Book of a lifetime: The Pursuit of the Millennium by Norman Cohn
From The Independent archive: Bettany Hughes delves into the history of Millenarianism
One year, my mother inherited £500. This was a princely sum. My parents put the money towards a tiny, flint-faced cottage on the Kent coast. Their hope, a regular injection of sea air into the lungs of our urban childhood. And indeed religiously, every holiday and half-term, we would wind our way down (fewer motorways then) to the seaside town of Hythe.
The routine was simple. Long walks to the fishing beach, illicit trespasses with knee-high boyfriends onto the nearby firing range, icy dips in the Channel, wrap up warm, then read by the fire or al fresco. I must have made it through well over 500 books on that stony stretch of coastline. The view was British down to the last cast-iron lampost and Cornish-wafer ice cream, but the miles I covered in my head stretched beyond thousands.

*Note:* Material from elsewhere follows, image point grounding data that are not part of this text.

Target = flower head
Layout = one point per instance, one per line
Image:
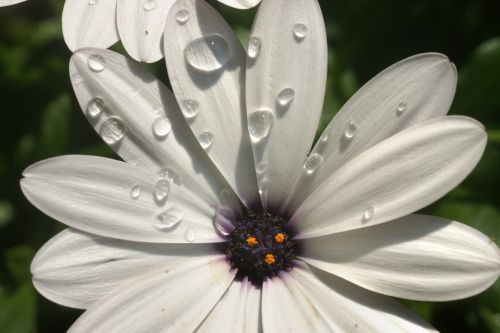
(214, 222)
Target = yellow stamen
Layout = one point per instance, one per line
(252, 241)
(279, 238)
(269, 259)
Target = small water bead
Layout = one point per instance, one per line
(286, 96)
(190, 235)
(150, 5)
(161, 127)
(300, 31)
(112, 130)
(350, 130)
(161, 190)
(254, 46)
(260, 124)
(206, 140)
(96, 63)
(135, 192)
(312, 163)
(208, 53)
(182, 16)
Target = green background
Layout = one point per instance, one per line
(40, 118)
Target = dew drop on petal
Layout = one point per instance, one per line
(206, 140)
(300, 31)
(260, 124)
(96, 63)
(182, 16)
(285, 96)
(190, 235)
(254, 46)
(350, 130)
(208, 53)
(168, 219)
(161, 127)
(161, 190)
(312, 163)
(112, 130)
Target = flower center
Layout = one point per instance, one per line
(260, 246)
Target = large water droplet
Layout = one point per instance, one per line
(260, 124)
(150, 5)
(208, 53)
(312, 163)
(136, 191)
(95, 106)
(161, 190)
(285, 96)
(96, 63)
(182, 16)
(206, 140)
(168, 219)
(350, 130)
(190, 235)
(300, 31)
(254, 46)
(112, 130)
(161, 127)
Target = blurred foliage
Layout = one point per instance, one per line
(41, 119)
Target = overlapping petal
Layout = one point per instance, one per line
(400, 175)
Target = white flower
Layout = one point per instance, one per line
(139, 24)
(150, 238)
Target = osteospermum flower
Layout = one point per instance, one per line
(211, 227)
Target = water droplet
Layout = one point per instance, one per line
(95, 106)
(254, 46)
(300, 31)
(170, 174)
(161, 190)
(260, 124)
(402, 107)
(368, 214)
(135, 192)
(150, 5)
(350, 130)
(112, 130)
(206, 140)
(161, 127)
(312, 163)
(208, 53)
(285, 96)
(96, 63)
(168, 219)
(190, 235)
(182, 16)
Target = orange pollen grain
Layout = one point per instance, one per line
(252, 241)
(279, 238)
(269, 259)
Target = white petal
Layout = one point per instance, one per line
(93, 194)
(400, 175)
(241, 4)
(89, 23)
(77, 269)
(237, 311)
(175, 300)
(349, 308)
(411, 91)
(141, 25)
(288, 42)
(138, 100)
(285, 308)
(416, 257)
(205, 64)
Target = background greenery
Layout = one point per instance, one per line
(41, 119)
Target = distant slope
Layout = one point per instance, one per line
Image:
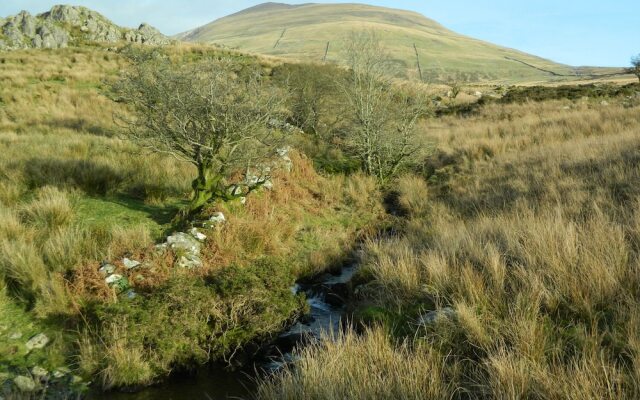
(64, 26)
(303, 31)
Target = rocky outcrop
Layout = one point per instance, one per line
(63, 26)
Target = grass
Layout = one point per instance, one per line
(522, 233)
(74, 193)
(444, 55)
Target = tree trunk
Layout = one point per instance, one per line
(205, 188)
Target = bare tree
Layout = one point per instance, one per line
(384, 117)
(635, 66)
(211, 114)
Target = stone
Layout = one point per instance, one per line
(107, 269)
(38, 341)
(217, 218)
(198, 235)
(15, 335)
(117, 282)
(161, 248)
(183, 242)
(283, 151)
(39, 373)
(287, 164)
(25, 384)
(131, 264)
(61, 373)
(189, 261)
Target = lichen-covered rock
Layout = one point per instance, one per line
(189, 261)
(64, 25)
(183, 242)
(25, 384)
(117, 282)
(198, 235)
(131, 264)
(39, 341)
(107, 269)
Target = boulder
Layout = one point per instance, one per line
(15, 336)
(107, 269)
(198, 235)
(117, 282)
(38, 341)
(217, 218)
(183, 242)
(61, 373)
(189, 261)
(131, 264)
(40, 373)
(25, 384)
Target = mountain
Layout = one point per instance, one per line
(306, 31)
(63, 26)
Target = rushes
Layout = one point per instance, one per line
(526, 229)
(366, 367)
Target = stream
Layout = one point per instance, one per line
(326, 296)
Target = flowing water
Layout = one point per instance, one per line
(326, 296)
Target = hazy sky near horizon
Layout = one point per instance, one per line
(586, 32)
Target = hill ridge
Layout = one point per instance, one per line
(302, 32)
(63, 25)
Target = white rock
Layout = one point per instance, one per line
(39, 372)
(130, 264)
(37, 342)
(107, 269)
(190, 261)
(283, 151)
(183, 242)
(217, 218)
(24, 383)
(15, 336)
(198, 235)
(113, 279)
(60, 373)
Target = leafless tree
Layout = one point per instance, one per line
(384, 117)
(211, 113)
(635, 66)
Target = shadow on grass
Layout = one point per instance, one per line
(161, 214)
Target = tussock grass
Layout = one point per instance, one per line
(363, 367)
(523, 232)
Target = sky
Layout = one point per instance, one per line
(574, 32)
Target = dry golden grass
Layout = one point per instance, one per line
(528, 230)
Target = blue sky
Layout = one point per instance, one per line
(586, 32)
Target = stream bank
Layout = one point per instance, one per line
(327, 297)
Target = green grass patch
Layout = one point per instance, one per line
(127, 212)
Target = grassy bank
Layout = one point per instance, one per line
(515, 272)
(73, 193)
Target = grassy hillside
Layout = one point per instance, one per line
(302, 32)
(515, 271)
(74, 194)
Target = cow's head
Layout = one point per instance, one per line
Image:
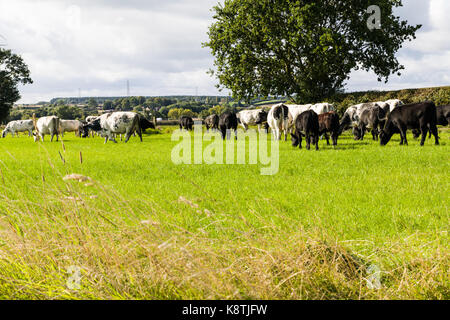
(356, 133)
(295, 139)
(94, 125)
(261, 117)
(386, 134)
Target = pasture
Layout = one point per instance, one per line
(144, 228)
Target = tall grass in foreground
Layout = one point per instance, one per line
(147, 248)
(126, 253)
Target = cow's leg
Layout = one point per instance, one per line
(334, 138)
(327, 138)
(127, 137)
(363, 131)
(403, 134)
(139, 132)
(434, 131)
(424, 132)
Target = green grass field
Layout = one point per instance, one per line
(144, 228)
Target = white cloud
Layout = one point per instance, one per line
(98, 45)
(426, 59)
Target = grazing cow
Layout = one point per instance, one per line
(393, 103)
(110, 124)
(47, 125)
(419, 116)
(385, 106)
(145, 124)
(352, 114)
(14, 127)
(306, 124)
(91, 118)
(261, 119)
(370, 119)
(329, 122)
(212, 122)
(278, 119)
(88, 120)
(294, 111)
(71, 126)
(321, 108)
(228, 121)
(442, 118)
(187, 123)
(443, 115)
(252, 117)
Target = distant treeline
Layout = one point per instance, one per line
(172, 107)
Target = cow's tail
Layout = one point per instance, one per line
(58, 125)
(137, 126)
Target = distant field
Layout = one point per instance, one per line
(145, 228)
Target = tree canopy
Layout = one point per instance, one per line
(13, 71)
(302, 49)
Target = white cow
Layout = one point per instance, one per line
(47, 125)
(251, 117)
(71, 126)
(91, 119)
(278, 119)
(14, 127)
(321, 108)
(111, 124)
(352, 115)
(295, 110)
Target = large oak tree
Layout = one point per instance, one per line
(302, 49)
(13, 71)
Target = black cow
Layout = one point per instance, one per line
(212, 122)
(329, 123)
(228, 121)
(306, 124)
(261, 119)
(419, 116)
(443, 118)
(371, 118)
(186, 123)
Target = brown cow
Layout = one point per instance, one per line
(329, 123)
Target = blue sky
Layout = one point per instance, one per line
(96, 46)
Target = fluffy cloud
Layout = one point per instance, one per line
(426, 59)
(97, 45)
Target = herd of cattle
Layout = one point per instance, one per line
(382, 119)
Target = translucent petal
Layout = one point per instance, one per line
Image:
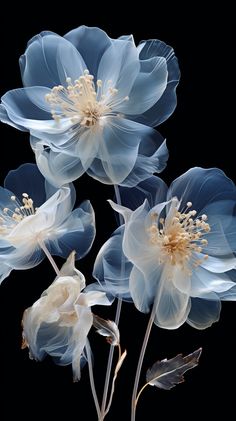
(148, 87)
(91, 43)
(202, 187)
(222, 219)
(5, 271)
(172, 305)
(27, 179)
(137, 284)
(153, 189)
(219, 264)
(167, 103)
(111, 268)
(204, 311)
(76, 233)
(204, 282)
(68, 269)
(4, 118)
(118, 150)
(32, 115)
(49, 59)
(80, 333)
(119, 64)
(58, 168)
(92, 298)
(147, 162)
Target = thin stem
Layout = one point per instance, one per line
(49, 256)
(109, 364)
(117, 319)
(140, 363)
(139, 393)
(91, 378)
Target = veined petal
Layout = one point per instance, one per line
(77, 232)
(119, 64)
(118, 149)
(201, 187)
(49, 59)
(80, 333)
(172, 305)
(204, 311)
(153, 189)
(152, 158)
(91, 43)
(33, 116)
(93, 298)
(58, 168)
(148, 87)
(167, 103)
(219, 264)
(112, 268)
(204, 282)
(27, 178)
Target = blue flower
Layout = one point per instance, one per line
(33, 213)
(90, 103)
(58, 323)
(180, 243)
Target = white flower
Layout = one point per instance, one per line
(59, 322)
(33, 213)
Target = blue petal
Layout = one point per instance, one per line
(4, 118)
(49, 59)
(204, 282)
(167, 103)
(202, 187)
(152, 158)
(79, 235)
(112, 269)
(148, 87)
(58, 168)
(204, 311)
(27, 179)
(91, 43)
(23, 112)
(172, 305)
(5, 271)
(118, 151)
(153, 189)
(120, 65)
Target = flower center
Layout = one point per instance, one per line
(179, 236)
(84, 102)
(9, 218)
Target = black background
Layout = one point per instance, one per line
(200, 133)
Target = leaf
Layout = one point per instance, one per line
(166, 374)
(107, 328)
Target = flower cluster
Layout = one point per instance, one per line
(90, 104)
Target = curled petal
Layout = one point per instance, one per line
(49, 59)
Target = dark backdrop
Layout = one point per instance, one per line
(199, 133)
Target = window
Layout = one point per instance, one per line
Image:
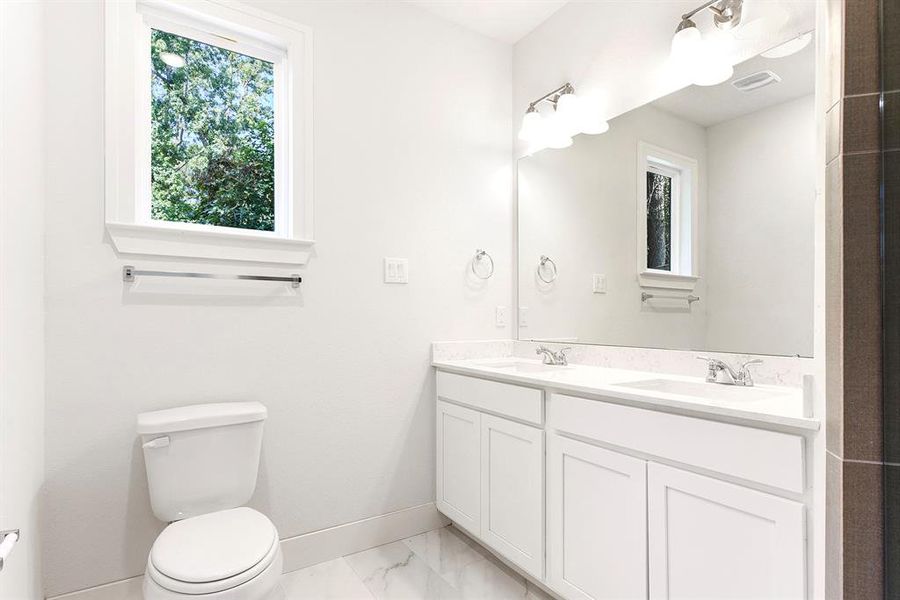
(208, 145)
(660, 182)
(667, 209)
(212, 155)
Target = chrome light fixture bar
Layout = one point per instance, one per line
(726, 16)
(569, 115)
(690, 52)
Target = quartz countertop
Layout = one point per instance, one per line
(779, 407)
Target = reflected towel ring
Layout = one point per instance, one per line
(479, 257)
(544, 261)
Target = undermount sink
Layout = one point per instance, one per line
(522, 366)
(711, 391)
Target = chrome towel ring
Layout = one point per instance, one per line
(482, 257)
(547, 262)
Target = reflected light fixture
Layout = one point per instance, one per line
(173, 60)
(698, 58)
(567, 116)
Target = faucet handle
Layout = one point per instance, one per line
(744, 373)
(711, 368)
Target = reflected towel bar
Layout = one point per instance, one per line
(690, 298)
(129, 273)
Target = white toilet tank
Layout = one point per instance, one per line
(201, 458)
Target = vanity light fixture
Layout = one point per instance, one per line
(691, 53)
(567, 116)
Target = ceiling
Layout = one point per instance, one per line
(504, 20)
(707, 106)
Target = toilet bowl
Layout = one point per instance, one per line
(202, 464)
(225, 555)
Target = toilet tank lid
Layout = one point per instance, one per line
(199, 416)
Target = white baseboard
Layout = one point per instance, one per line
(326, 544)
(310, 548)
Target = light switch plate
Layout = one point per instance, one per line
(396, 270)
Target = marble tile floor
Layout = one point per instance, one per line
(436, 565)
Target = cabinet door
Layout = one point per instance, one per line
(458, 465)
(711, 539)
(597, 522)
(512, 491)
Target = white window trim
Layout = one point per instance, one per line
(128, 222)
(685, 219)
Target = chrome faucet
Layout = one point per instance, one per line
(553, 358)
(720, 372)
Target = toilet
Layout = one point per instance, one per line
(202, 463)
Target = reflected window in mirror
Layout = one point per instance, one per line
(667, 202)
(660, 183)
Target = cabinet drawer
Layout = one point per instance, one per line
(766, 457)
(524, 404)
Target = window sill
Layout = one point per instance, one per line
(150, 240)
(658, 279)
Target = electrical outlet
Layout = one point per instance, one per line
(396, 270)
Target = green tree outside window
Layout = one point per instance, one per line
(213, 140)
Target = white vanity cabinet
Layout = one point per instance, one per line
(490, 465)
(596, 522)
(711, 539)
(512, 491)
(640, 503)
(459, 465)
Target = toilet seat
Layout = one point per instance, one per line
(213, 552)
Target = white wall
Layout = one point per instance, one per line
(578, 205)
(21, 291)
(412, 158)
(762, 175)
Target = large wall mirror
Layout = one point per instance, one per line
(688, 225)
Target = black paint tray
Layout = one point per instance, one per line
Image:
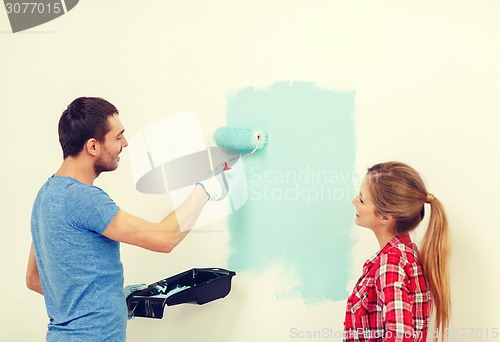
(196, 286)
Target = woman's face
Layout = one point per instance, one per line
(366, 214)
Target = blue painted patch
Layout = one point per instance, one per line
(300, 186)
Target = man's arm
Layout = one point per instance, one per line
(32, 276)
(158, 237)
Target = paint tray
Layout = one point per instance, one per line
(195, 286)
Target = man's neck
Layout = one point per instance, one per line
(78, 169)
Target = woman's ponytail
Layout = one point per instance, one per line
(434, 254)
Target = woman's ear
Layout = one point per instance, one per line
(386, 220)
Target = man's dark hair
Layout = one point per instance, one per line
(85, 118)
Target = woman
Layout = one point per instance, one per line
(392, 299)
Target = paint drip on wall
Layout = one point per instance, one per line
(300, 186)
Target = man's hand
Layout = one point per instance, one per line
(217, 186)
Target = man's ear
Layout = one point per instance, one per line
(92, 147)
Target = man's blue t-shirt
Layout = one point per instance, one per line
(80, 269)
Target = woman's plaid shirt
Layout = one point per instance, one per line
(390, 302)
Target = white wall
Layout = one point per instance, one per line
(426, 76)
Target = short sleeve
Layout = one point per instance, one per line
(91, 208)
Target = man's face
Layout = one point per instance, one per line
(114, 142)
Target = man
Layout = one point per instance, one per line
(76, 229)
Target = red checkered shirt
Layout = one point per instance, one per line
(390, 301)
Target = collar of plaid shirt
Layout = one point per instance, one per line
(390, 301)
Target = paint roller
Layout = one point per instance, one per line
(246, 140)
(241, 139)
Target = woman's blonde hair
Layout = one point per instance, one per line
(398, 190)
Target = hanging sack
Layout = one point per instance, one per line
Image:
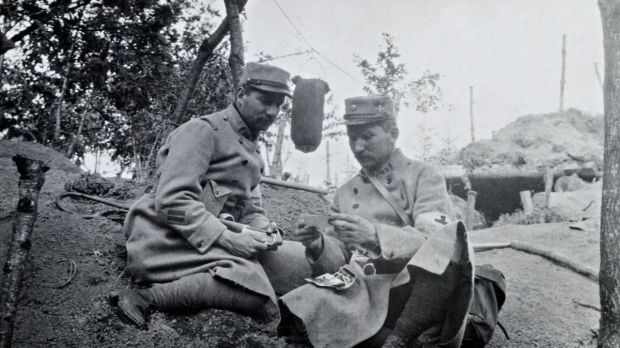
(489, 297)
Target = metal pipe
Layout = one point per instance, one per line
(293, 185)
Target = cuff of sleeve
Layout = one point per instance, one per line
(398, 242)
(206, 235)
(435, 255)
(258, 221)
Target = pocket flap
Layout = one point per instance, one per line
(219, 190)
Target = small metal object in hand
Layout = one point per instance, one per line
(341, 280)
(319, 221)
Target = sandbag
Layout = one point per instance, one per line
(308, 113)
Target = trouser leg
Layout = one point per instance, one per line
(196, 291)
(426, 307)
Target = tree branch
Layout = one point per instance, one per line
(235, 60)
(205, 52)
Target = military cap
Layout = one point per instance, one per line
(266, 78)
(368, 109)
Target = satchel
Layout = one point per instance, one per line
(489, 297)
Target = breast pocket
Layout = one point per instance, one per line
(214, 196)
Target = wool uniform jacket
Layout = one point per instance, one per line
(345, 318)
(209, 165)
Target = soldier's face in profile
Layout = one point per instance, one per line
(259, 109)
(371, 144)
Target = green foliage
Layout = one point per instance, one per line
(123, 64)
(539, 215)
(388, 76)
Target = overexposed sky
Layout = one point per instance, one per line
(509, 51)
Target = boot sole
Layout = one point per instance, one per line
(123, 313)
(128, 318)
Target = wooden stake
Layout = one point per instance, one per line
(548, 185)
(526, 201)
(235, 60)
(471, 210)
(31, 180)
(562, 79)
(598, 76)
(471, 113)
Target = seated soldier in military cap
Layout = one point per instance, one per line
(176, 244)
(391, 226)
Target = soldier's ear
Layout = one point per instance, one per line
(393, 133)
(241, 92)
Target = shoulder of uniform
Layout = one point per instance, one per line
(216, 120)
(349, 184)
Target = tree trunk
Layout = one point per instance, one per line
(204, 53)
(276, 163)
(31, 180)
(609, 282)
(563, 77)
(80, 126)
(470, 211)
(235, 60)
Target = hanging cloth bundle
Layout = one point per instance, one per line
(308, 113)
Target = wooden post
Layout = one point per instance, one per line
(235, 60)
(598, 76)
(471, 113)
(328, 176)
(471, 210)
(563, 79)
(276, 163)
(31, 179)
(526, 201)
(548, 185)
(609, 277)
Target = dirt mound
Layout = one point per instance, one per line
(9, 148)
(569, 137)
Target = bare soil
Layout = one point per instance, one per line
(539, 311)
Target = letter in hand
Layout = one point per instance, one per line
(309, 234)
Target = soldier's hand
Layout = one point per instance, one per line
(310, 237)
(245, 244)
(354, 231)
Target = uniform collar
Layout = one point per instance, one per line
(238, 124)
(385, 169)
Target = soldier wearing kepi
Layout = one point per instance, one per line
(210, 166)
(392, 227)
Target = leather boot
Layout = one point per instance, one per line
(196, 291)
(132, 306)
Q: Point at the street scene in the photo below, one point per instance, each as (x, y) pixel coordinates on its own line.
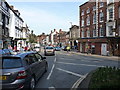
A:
(67, 69)
(52, 45)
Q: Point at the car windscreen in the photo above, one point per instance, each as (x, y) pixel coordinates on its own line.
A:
(11, 62)
(49, 47)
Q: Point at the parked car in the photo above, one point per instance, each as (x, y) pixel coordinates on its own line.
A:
(49, 50)
(57, 48)
(6, 52)
(21, 71)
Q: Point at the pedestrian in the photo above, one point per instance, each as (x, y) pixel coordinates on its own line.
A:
(26, 48)
(21, 49)
(68, 48)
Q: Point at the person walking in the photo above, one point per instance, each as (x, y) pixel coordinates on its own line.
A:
(68, 48)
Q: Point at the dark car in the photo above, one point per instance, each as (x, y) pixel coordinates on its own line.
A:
(22, 70)
(49, 50)
(6, 51)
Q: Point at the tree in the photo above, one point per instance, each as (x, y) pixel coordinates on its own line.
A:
(32, 37)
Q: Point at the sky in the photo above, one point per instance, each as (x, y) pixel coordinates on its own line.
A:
(46, 16)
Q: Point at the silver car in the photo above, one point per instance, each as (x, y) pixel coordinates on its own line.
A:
(49, 50)
(22, 70)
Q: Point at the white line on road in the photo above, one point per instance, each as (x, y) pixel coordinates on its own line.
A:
(75, 74)
(55, 60)
(51, 88)
(80, 64)
(51, 70)
(77, 83)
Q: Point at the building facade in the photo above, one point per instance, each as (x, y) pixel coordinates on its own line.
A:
(4, 23)
(16, 25)
(74, 35)
(98, 27)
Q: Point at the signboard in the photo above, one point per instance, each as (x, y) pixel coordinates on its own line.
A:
(1, 44)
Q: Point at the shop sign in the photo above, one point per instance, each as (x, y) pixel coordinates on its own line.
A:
(1, 44)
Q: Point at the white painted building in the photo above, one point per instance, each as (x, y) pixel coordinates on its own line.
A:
(52, 36)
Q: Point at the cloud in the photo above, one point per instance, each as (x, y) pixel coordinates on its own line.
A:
(46, 0)
(42, 20)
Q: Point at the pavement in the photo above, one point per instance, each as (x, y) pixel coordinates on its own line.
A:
(84, 82)
(94, 55)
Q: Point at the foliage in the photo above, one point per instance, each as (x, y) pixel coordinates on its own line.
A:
(32, 38)
(106, 77)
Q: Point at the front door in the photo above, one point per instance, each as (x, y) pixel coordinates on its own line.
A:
(104, 49)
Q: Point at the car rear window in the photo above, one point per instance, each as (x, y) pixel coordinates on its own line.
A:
(49, 47)
(11, 63)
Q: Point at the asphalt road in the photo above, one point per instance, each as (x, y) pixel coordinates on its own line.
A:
(66, 69)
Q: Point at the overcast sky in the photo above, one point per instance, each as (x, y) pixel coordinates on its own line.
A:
(46, 16)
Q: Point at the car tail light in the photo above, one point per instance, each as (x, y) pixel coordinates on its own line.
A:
(21, 75)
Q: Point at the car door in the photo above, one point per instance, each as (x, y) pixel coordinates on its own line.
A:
(41, 63)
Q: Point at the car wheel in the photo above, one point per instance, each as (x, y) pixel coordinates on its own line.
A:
(32, 83)
(46, 67)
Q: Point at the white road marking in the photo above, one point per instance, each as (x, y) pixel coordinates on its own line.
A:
(80, 64)
(51, 70)
(69, 72)
(51, 88)
(77, 83)
(55, 60)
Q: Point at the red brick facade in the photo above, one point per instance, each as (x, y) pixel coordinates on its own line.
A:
(88, 40)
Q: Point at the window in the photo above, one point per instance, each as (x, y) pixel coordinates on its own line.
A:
(82, 34)
(101, 4)
(82, 22)
(38, 57)
(119, 12)
(13, 62)
(88, 33)
(88, 10)
(101, 16)
(82, 12)
(94, 32)
(110, 28)
(101, 31)
(110, 13)
(94, 8)
(119, 30)
(94, 18)
(88, 20)
(110, 1)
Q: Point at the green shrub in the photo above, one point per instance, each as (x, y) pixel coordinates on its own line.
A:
(105, 77)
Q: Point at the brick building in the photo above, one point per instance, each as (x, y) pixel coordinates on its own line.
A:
(74, 35)
(94, 22)
(41, 39)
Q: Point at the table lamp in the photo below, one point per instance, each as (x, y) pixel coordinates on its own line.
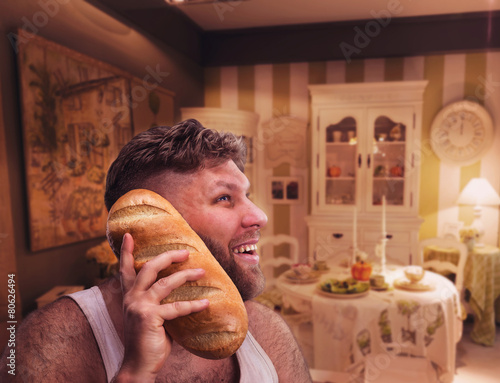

When I was 15, I borrowed (permanently) from the school library a disintegrating copy of Norman Cohn’s The Pursuit of the Millennium. I’d never gone abroad, but Cohn’s tightly printed pages sang of an exotic European world. This was a history book – of the best kind. Investigating the Millenarian fantasies of the Middle Ages, Cohn uncovered a landscape where emotion and attitude were more powerful than high politics. I devoured the tales of flagellants and choreomaniacs, who whipped or sang themselves into frenzies of eschatological expectation.